Award winner Saskia Wycherley with, from left, John Paul McNamara (C103 Radio), Helen Wycherley (Celtic Ross Hotel) and Kieran McCarthy (sports editor, The Southern Star).

‘I started playing rugby when I was seven years old and I haven’t stopped,’ she says, and the Bantry Bay RFC player didn’t need to look too far for inspiration; they were all sitting around the kitchen table at home in Coomhola outside Bantry. Her dad Florence, who played rugby with Skibbereen, was involved in setting up the underage club in Bantry. Her grandad had an interest in rugby, too, Saskia points out. Then there are her siblings who all played at some stage. She is the youngest of the clan, with Jason, Gary, Nathan, Fineen, Josh and Latisha all in action at different stages. Two of her brothers, Fineen and Josh, are well-known in Irish rugby circles, both part of Munster’s URC-winning squad, with Fineen also an Irish senior international.

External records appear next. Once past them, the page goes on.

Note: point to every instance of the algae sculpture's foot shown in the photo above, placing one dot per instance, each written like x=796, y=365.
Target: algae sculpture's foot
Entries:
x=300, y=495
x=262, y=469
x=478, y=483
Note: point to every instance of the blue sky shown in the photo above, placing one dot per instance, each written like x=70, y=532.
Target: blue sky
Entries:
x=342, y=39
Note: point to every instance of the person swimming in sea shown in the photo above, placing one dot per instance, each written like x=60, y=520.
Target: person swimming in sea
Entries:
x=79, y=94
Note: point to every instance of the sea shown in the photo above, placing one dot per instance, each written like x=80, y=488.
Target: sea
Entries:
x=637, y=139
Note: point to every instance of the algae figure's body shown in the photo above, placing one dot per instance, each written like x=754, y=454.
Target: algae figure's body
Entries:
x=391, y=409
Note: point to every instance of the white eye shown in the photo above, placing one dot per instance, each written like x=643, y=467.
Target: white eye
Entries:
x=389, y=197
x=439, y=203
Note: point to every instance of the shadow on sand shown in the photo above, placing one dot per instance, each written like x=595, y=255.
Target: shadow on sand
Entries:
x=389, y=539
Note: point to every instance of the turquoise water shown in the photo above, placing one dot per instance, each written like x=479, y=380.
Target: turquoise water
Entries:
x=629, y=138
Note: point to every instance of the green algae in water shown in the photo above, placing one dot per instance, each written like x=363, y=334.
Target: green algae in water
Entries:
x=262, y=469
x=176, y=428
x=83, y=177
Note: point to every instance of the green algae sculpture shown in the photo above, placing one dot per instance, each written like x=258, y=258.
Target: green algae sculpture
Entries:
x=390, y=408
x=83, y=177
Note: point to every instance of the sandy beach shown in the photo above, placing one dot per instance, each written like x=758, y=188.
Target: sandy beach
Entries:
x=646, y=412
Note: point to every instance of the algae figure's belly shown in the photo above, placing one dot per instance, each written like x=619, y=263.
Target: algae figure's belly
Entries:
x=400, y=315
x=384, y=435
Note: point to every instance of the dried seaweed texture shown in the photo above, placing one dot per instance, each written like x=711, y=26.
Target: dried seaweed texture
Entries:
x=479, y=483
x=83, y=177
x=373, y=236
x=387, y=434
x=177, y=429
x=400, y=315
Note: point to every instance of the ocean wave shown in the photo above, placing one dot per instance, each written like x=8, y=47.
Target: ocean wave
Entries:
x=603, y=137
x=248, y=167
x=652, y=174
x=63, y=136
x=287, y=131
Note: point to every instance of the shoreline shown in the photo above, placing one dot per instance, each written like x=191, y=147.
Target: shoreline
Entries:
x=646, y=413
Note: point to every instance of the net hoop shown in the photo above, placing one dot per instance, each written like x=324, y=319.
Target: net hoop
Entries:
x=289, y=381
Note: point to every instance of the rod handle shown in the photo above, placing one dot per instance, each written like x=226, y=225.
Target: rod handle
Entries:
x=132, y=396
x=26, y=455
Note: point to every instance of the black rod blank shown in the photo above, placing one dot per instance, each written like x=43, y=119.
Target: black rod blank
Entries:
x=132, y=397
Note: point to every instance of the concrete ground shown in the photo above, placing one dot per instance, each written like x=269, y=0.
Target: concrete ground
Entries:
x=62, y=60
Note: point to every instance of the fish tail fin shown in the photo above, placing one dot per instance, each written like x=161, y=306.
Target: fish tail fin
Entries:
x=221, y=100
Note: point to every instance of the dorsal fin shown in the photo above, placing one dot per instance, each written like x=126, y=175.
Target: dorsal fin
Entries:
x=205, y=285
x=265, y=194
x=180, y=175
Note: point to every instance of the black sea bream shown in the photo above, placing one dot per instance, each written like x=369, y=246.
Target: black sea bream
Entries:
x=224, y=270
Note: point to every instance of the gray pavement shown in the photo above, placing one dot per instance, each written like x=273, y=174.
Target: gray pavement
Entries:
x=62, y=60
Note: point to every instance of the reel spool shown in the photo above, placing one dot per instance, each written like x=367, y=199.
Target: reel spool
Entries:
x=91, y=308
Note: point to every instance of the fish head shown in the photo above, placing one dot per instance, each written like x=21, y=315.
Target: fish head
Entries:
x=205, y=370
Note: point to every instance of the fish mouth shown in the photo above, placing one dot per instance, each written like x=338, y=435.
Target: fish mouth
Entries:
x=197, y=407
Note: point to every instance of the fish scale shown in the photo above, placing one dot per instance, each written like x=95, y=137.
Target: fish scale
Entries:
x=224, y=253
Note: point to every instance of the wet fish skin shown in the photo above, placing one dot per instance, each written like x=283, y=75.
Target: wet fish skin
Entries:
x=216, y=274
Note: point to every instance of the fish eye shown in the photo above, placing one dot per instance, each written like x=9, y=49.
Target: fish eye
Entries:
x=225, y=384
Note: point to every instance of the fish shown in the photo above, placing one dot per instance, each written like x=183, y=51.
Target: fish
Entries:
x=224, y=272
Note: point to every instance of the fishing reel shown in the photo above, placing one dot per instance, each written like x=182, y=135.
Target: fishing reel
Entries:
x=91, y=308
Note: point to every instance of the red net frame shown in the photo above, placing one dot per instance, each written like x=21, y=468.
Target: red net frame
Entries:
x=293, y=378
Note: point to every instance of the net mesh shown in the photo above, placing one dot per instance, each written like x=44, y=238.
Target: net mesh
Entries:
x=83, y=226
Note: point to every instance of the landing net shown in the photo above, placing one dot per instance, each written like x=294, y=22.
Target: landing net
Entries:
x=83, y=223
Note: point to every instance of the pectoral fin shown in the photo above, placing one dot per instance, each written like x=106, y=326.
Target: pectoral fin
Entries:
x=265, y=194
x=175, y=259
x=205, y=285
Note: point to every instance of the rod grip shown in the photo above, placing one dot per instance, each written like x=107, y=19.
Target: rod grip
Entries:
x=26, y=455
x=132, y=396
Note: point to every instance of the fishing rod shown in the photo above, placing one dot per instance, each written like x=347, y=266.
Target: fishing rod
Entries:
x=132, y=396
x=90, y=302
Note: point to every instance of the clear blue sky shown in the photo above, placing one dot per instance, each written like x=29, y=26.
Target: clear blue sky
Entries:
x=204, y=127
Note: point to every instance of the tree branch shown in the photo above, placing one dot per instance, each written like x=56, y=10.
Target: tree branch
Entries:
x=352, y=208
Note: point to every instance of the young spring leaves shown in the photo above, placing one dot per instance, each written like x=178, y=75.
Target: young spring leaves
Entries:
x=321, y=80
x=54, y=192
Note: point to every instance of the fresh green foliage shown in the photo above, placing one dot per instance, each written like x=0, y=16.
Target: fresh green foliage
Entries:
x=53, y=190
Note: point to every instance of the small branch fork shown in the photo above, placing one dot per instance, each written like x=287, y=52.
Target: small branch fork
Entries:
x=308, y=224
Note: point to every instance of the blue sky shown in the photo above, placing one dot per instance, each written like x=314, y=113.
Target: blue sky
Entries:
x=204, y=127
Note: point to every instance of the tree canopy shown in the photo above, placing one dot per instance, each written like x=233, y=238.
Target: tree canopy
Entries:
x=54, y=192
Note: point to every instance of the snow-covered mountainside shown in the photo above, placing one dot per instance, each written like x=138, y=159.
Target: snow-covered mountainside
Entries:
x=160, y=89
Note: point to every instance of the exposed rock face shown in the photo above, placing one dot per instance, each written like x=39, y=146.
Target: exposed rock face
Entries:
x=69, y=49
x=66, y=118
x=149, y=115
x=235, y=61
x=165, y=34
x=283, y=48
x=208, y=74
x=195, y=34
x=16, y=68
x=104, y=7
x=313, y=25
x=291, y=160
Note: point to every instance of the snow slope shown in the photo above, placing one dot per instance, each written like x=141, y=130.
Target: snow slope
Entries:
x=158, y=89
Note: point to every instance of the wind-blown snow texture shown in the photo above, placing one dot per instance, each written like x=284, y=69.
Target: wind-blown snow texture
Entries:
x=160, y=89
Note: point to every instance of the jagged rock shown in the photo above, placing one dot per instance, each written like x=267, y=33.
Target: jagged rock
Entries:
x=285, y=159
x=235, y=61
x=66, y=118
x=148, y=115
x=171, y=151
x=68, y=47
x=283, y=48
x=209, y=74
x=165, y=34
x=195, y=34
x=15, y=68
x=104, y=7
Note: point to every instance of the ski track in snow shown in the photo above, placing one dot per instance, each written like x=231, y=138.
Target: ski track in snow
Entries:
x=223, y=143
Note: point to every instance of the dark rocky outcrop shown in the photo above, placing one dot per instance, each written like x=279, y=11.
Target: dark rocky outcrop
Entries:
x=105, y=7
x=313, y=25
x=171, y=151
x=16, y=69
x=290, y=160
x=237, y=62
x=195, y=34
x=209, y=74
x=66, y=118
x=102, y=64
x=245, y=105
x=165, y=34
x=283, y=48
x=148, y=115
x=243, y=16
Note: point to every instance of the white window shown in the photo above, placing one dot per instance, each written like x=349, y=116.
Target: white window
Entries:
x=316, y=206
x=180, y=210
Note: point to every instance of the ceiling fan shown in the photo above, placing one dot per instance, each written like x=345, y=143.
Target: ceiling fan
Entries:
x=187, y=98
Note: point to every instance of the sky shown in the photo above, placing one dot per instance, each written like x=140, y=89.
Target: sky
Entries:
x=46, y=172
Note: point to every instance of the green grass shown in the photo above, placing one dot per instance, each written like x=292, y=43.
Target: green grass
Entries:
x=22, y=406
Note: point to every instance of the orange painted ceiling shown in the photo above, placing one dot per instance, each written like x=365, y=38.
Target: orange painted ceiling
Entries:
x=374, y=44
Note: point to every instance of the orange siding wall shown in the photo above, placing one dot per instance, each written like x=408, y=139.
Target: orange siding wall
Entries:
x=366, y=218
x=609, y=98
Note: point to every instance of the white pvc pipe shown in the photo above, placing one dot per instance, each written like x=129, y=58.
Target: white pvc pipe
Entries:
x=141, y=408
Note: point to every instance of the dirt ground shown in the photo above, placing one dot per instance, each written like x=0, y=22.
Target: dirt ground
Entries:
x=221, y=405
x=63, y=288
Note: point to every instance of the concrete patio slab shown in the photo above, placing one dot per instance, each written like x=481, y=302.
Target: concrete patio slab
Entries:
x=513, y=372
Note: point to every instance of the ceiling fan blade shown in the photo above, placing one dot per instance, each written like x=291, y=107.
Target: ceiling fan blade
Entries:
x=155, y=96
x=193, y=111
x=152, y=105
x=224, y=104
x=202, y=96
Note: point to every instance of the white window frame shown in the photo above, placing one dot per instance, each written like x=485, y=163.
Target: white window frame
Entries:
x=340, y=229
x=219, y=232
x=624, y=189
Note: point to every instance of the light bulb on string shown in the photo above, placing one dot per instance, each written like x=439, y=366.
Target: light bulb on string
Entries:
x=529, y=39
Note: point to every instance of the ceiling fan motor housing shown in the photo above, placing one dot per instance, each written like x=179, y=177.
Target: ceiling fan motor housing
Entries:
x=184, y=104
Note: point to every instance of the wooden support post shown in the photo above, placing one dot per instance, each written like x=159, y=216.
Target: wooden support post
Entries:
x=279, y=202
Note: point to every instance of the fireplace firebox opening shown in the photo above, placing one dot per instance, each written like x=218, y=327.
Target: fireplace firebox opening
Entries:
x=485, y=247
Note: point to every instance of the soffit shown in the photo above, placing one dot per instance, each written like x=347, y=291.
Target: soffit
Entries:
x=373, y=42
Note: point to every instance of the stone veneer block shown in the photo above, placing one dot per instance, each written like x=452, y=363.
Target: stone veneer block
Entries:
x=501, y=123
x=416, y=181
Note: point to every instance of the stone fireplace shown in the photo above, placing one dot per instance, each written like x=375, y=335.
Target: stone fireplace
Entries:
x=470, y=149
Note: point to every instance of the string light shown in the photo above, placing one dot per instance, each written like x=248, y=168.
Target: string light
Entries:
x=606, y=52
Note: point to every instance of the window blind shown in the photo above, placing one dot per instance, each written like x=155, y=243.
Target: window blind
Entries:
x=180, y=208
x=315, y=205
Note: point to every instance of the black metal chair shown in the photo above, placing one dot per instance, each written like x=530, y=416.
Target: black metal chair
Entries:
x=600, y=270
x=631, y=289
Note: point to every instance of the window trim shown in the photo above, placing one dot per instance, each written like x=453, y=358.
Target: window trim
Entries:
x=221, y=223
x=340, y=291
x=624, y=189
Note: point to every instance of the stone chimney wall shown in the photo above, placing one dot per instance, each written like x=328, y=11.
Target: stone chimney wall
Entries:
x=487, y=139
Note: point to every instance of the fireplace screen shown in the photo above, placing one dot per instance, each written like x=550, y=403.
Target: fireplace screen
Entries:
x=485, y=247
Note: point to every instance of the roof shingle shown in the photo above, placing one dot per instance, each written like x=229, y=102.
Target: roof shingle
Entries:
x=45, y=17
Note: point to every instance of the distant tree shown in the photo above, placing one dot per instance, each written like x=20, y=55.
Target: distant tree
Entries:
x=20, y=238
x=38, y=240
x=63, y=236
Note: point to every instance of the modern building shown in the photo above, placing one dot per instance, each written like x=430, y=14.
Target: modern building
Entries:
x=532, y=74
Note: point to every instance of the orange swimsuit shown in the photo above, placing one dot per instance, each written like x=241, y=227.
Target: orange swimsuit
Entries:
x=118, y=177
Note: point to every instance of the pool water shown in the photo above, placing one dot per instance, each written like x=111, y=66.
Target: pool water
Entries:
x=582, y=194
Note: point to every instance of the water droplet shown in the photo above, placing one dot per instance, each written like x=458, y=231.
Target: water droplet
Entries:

‘I couldn’t have not played rugby!’ Saskia laughs, but she has still had to work incredibly hard to reach the level she has already.

A former Coláiste Pobail Bheantraí student, she now goes to school in Ballincollig because it lessens her travel distance to training; the city to Limerick is 90 minutes less (one way) than the trek from home in Coomhola to Limerick. That time all adds up. Fineen and Josh are based in Limerick now, so there are familiar faces far away from home, and experience to lean on.

‘I played second row during the interpros and in the Six Nations, and coming up towards it I hadn’t played second row in such a long time so to be able to say, “Fineen, you have to remind me how I do this” was so handy,’ Saskia says.

She has followed a different route to her brothers, but her ambition is similar.

‘The goal is always to get a club jersey, get a Munster jersey and get an Ireland jersey,’ Saskia explains. She has already ticked all those boxes even though she’s at the start of her journey. Already the Bantry teen has been involved with Munster Rugby for three years, and now has Irish experience to lean on too. Her target for next season?

‘Get bigger, get stronger, get faster, get more rugby IQ, keep developing, get more experience, and see where it takes me,’ she says. Training with Munster’s best is another step in the right direction.

‘You can see what it can be and where I could be,’ Saskia explains. ‘In my position, Maeve Óg O’Leary and Dorothy Wall, they are the best and at the peak of their career, so to be able to train alongside them, it’s amazing.’

The day after she was presented with her West Cork Sports Star youth quarterly award at the Celtic Ross Hotel in Rosscarbery, Saskia had an early start from Coomhola, bound for Limerick again. No complaints, she gets on with it. All part of her rugby journey.

  • Saskia was presented with a Paudie Palmer West Cork Sports Star youth quarterly award. Talented, young local sportspeople are selected for this award and are then in contention for the overall Paudie Palmer West Cork Sports Star Youth Award.